There is a very very old joke that goes something like this: A salesman comes to the big city for a convention and is accosted at the train station by a woman who approaches him and says "I'm selling" and he replied "I'm buying," and they go off together. When he returns home, he finds that he has acquired gonorrhea. The following year, on his trip to the big city, he meets the same woman who says "I'm selling" and he replied "I'm buying" and again they go off together. On his return home, he finds that he has acquired syphilis. The following year he returns to the big city and meets the same woman at the station. She says "I'm selling," and he replies "What are you selling now, cancer?" Well, it looks as if this little dirty joke might well have been prophetic. A recent study, which has not been confirmed, indicates that people with cancer of the prostate tend to have had both venereal disease and a larger number of sexual partners than a control population that did not have cancer of the prostate. This appears to be a well-controlled study, but the samples are relatively small, and the conclusions drawn have to be tentative until the work has been repeated.

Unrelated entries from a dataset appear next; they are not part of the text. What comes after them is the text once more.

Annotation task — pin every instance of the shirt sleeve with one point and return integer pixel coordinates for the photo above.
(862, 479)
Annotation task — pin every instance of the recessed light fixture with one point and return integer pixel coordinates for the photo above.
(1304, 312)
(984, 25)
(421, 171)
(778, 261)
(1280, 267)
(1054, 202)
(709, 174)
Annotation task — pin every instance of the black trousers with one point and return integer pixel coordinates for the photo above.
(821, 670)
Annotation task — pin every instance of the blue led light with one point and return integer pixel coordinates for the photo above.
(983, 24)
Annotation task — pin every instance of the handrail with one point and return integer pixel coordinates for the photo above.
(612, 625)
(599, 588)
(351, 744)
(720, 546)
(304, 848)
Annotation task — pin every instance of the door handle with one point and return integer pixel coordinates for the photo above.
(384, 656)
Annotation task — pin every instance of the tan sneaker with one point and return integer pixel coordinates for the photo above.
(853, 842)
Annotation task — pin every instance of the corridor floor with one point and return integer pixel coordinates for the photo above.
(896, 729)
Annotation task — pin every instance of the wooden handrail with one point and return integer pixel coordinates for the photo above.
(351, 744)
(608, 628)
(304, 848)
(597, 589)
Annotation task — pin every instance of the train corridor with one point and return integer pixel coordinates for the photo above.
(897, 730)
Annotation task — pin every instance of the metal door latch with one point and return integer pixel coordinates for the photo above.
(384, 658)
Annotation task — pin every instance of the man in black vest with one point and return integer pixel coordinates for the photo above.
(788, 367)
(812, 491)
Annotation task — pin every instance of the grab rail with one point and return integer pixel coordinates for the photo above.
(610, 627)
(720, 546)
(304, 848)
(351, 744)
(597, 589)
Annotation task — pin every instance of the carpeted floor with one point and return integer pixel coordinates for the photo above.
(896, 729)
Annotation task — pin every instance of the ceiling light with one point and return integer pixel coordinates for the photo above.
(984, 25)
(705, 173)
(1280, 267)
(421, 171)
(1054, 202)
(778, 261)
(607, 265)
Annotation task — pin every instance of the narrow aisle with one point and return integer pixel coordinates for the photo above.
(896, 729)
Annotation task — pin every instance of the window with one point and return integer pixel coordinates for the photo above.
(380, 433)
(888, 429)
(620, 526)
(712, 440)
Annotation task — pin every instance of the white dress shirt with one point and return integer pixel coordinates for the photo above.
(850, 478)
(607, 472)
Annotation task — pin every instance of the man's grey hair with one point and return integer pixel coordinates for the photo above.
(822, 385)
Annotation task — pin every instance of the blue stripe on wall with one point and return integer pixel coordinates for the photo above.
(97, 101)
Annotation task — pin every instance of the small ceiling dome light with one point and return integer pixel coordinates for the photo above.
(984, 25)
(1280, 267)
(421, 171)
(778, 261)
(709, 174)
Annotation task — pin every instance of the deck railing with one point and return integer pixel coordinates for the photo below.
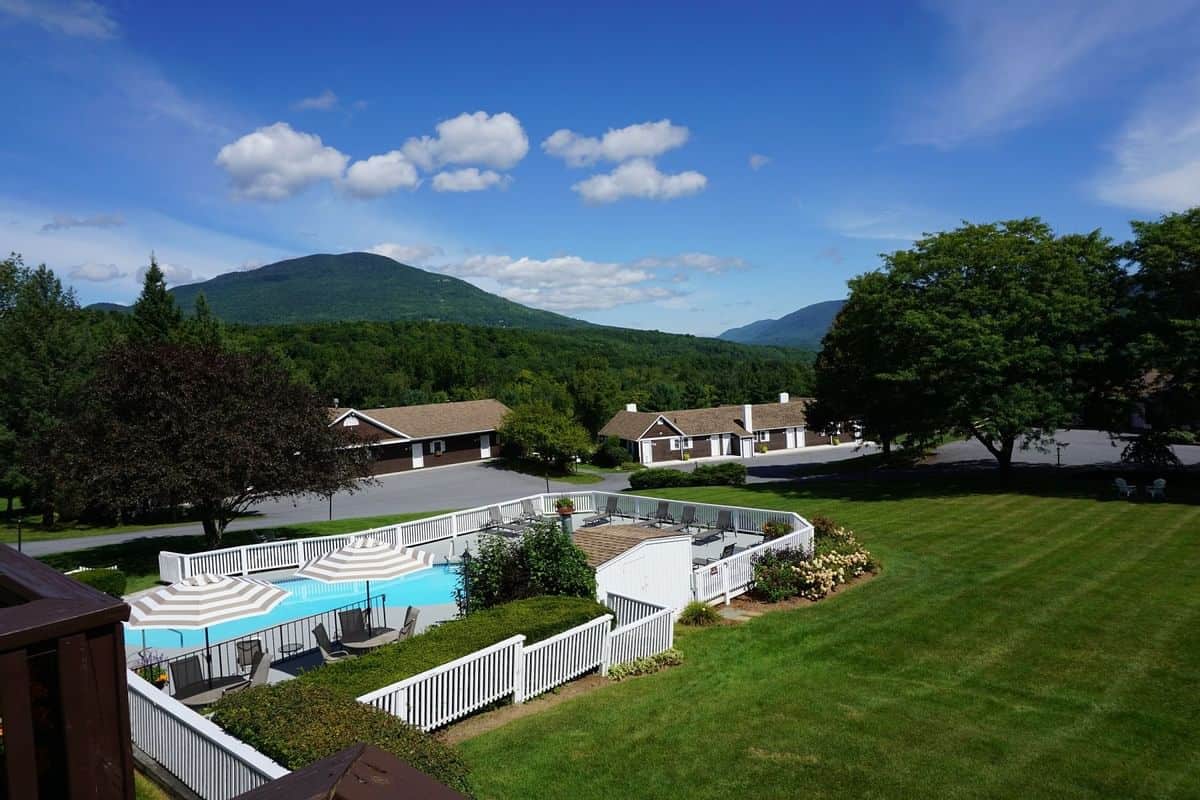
(295, 552)
(207, 759)
(280, 642)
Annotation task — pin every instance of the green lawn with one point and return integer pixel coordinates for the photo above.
(139, 558)
(1021, 642)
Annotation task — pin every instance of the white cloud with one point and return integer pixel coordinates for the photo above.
(697, 262)
(275, 162)
(1157, 156)
(411, 254)
(382, 174)
(63, 222)
(640, 178)
(492, 140)
(96, 272)
(468, 180)
(173, 274)
(641, 140)
(77, 18)
(1015, 60)
(325, 101)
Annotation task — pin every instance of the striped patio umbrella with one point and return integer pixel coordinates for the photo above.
(202, 601)
(366, 559)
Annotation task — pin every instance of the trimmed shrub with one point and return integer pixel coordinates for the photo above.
(658, 477)
(671, 657)
(298, 723)
(538, 618)
(699, 614)
(111, 582)
(544, 561)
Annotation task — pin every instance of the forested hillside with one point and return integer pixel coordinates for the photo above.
(589, 372)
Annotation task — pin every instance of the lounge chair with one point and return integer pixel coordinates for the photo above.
(328, 651)
(610, 511)
(660, 517)
(1157, 491)
(688, 519)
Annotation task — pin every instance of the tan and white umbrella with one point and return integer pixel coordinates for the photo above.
(202, 601)
(366, 559)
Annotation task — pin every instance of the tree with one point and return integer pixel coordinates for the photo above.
(539, 432)
(864, 373)
(221, 431)
(156, 318)
(1002, 323)
(47, 350)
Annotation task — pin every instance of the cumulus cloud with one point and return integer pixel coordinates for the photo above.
(63, 222)
(492, 140)
(96, 272)
(325, 101)
(697, 262)
(469, 180)
(276, 162)
(76, 18)
(639, 178)
(641, 140)
(379, 175)
(1157, 156)
(407, 253)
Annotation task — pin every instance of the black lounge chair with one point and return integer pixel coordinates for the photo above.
(610, 511)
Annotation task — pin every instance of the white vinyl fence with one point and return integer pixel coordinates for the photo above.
(207, 759)
(733, 576)
(294, 553)
(509, 668)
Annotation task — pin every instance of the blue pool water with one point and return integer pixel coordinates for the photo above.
(426, 588)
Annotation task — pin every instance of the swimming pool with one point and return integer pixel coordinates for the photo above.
(426, 588)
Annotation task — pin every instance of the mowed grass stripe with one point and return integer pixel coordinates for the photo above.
(1017, 644)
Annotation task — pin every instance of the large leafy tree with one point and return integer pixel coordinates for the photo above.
(221, 431)
(1003, 324)
(47, 349)
(864, 370)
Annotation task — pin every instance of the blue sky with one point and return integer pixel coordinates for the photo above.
(688, 167)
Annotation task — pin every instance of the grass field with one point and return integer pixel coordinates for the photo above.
(1020, 642)
(139, 558)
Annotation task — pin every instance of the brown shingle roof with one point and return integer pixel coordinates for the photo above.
(606, 542)
(438, 419)
(707, 421)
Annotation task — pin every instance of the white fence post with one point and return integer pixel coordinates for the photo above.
(519, 672)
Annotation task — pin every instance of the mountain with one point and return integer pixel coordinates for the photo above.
(347, 287)
(801, 329)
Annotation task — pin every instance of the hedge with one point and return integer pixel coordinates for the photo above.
(725, 474)
(111, 582)
(538, 618)
(298, 723)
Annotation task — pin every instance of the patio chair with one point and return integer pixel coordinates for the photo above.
(328, 651)
(353, 624)
(1157, 491)
(247, 650)
(660, 517)
(610, 511)
(409, 625)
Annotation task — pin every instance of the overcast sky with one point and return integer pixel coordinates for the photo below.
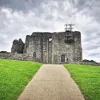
(19, 18)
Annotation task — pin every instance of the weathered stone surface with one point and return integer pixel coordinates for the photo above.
(17, 46)
(57, 47)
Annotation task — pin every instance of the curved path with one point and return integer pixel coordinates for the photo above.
(51, 82)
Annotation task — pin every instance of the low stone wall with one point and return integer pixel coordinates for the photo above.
(90, 63)
(5, 55)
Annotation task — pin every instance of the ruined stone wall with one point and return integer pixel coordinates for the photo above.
(49, 47)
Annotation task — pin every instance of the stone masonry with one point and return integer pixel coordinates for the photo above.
(46, 47)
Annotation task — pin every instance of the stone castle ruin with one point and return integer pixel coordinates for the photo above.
(46, 47)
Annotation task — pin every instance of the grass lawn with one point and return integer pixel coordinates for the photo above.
(14, 76)
(88, 79)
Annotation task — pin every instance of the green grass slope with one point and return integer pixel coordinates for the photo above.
(88, 79)
(14, 76)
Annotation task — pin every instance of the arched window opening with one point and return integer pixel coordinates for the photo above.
(62, 58)
(50, 39)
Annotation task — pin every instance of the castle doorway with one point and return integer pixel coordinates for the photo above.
(62, 58)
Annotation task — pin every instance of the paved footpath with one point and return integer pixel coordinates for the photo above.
(51, 82)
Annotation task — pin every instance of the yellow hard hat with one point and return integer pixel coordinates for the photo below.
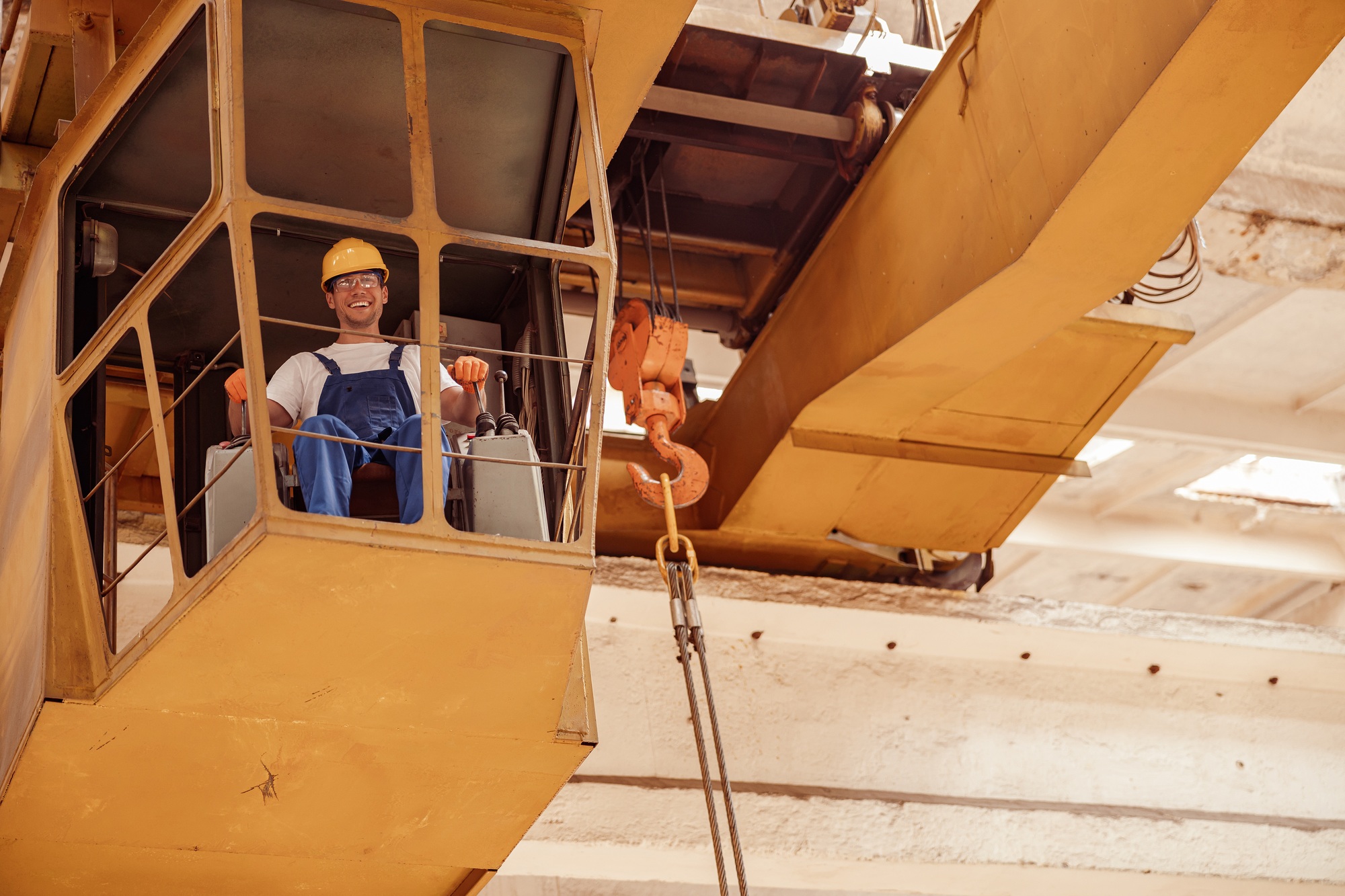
(352, 255)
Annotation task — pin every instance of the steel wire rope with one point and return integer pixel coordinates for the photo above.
(1172, 286)
(668, 241)
(648, 236)
(691, 635)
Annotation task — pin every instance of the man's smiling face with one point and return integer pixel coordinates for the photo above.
(358, 307)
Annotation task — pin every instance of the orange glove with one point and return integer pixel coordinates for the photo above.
(237, 386)
(469, 370)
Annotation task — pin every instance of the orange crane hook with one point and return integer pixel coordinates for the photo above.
(648, 357)
(693, 475)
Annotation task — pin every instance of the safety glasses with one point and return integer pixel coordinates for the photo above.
(350, 282)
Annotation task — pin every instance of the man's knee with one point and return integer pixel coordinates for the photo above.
(408, 434)
(325, 424)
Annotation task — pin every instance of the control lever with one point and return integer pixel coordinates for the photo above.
(508, 421)
(485, 420)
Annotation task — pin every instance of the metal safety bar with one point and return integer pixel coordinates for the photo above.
(416, 451)
(691, 637)
(177, 520)
(169, 411)
(404, 341)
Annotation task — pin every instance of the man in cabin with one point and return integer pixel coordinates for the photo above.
(358, 388)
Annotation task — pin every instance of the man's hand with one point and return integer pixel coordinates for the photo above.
(469, 372)
(237, 386)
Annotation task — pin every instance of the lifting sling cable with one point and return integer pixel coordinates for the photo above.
(680, 576)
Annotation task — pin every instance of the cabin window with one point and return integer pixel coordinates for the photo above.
(138, 190)
(119, 469)
(504, 131)
(326, 107)
(513, 302)
(197, 345)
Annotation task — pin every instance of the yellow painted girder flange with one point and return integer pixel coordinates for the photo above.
(1091, 134)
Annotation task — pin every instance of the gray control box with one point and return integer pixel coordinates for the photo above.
(505, 499)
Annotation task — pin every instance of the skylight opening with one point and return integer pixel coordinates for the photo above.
(1281, 481)
(1101, 450)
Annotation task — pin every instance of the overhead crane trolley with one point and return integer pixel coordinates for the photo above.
(352, 704)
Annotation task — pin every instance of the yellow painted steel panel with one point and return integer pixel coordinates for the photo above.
(406, 701)
(36, 868)
(1062, 380)
(923, 505)
(977, 236)
(987, 431)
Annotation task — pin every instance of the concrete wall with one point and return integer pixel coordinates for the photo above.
(949, 763)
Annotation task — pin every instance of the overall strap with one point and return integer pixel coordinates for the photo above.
(333, 368)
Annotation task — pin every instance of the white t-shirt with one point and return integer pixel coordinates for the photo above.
(299, 382)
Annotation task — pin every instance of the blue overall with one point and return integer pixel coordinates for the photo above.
(375, 405)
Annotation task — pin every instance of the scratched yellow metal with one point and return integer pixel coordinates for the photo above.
(333, 705)
(996, 216)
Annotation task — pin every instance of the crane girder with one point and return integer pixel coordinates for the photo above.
(1022, 190)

Some scientists have postulated that both cancer of the uterine cervix and cancer of the prostate might be caused by a herpes virus (a first cousin of the virus that causes cold sores). If this were so, one would expect some correlation between the national incidence of cancer of the uterus and the incidents of cancer of the prostate. There doesnąt seem to be any such correlation, with a country like Australia ranking in the top ten with cancer of the prostate and the bottom ten for cancer of the uterus. South Africa ranks first in cancer of the prostate and fifteenth in cancer of the uterus; while Venezuela ranks first in cancer of the uterus and twenty-fifth in incidence of cancer of the prostate. At the present time, I know of no satisfactory explanation for these conflicting findings. If a man wanted to play it safe, he would stick to one woman. He might have less fun, but he might also have considerably less trouble.
After reading this chapter, a woman told me that she thought that she would get neither cancer of the cervix nor cancer of the breast because she had had children at an early age, nursed them all, and had remained reasonably faithful to a series of circumcised men.
In summary, it appears as if people might reduce their chances of getting cancer a bit by having frequent sexual intercourse with the same partner and having children at a reasonably early age (now, doesn't that make you happy, Doctor Ruben?). To avoid cancer of the uterine cervix, celibacy can be recommended; but that is the only thing that it has to recommend it.